Meanwhile, Juniper is working closely with the Department of Energy's Oak Ridge National Laboratory on 100 GbE connectivity. The pair recently demoed a wide area virtual private network at SC11 using Juniper's MX 3D edge router and Myricon dual 10 GbE network cards. Each host on the network tapped into the network via eight 10 GbE links that use the Common Communication Interface to support single-thread 80 Gbps connectivity.
Part of the urgency in establishing 100 Gbps Ethernet comes from the rapidly changing nature of IT networking. In an age where higher-capacity on- and near-server storage options are becoming readily available, the Ethernet community needs to push the throughput in order to stay relevant. As John D'Ambrosia, chairman of the Ethernet Alliance pointed out recently, advances in PCIe-on-motherboard technology make it highly likely that HPC circles will soon be dealing with 40- and 100 Gbps servers.

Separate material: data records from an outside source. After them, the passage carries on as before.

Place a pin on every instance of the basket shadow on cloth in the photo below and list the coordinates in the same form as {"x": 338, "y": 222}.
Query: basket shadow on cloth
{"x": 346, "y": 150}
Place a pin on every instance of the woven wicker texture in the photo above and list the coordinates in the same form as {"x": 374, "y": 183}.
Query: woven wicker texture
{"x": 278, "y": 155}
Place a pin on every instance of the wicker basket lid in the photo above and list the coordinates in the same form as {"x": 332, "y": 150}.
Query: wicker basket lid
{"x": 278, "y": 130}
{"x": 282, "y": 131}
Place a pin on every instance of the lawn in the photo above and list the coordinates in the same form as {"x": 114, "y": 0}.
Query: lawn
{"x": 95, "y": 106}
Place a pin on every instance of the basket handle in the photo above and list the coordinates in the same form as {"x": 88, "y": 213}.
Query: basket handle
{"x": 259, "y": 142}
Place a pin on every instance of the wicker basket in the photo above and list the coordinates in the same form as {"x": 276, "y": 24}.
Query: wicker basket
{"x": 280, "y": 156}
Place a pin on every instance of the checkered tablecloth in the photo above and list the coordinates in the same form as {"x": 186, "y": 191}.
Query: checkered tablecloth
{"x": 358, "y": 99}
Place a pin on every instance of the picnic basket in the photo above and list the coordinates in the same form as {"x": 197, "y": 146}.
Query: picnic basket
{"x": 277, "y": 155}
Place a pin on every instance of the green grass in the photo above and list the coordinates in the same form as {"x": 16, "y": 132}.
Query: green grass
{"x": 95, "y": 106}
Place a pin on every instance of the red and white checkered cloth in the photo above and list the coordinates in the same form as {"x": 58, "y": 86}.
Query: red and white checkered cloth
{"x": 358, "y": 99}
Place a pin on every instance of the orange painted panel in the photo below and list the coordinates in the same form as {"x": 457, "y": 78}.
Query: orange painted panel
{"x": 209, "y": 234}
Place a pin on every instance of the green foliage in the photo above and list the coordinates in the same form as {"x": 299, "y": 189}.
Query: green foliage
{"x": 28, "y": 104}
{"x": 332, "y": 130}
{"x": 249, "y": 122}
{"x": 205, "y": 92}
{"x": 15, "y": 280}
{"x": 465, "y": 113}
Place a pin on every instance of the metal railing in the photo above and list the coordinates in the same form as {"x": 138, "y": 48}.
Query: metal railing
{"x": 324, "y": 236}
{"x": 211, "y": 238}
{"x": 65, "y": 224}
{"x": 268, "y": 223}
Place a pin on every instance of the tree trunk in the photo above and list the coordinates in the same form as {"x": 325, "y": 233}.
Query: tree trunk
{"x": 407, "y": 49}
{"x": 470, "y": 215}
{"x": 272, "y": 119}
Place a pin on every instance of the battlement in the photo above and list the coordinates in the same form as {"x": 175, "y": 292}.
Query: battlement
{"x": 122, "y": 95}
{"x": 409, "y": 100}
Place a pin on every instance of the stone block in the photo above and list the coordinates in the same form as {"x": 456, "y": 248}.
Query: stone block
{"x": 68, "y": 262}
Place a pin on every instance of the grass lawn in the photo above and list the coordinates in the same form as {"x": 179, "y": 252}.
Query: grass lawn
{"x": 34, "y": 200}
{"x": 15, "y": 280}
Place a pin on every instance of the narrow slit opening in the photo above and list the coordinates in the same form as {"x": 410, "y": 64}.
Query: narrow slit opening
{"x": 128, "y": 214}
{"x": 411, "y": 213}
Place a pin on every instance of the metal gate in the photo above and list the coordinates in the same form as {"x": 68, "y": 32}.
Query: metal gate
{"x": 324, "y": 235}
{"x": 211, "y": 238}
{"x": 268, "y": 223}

HPC technology, of course, has a way of trickling down to mainstream data environments in due course, so it's fortunate for networking professionals that much of the development legwork is going on now. Undoubtedly, enterprise applications and data requirements will drive the need for additional standards and integration development as deployments gain speed, but at least the core infrastructure should be well-defined by then - just in time for data rates to climb even higher.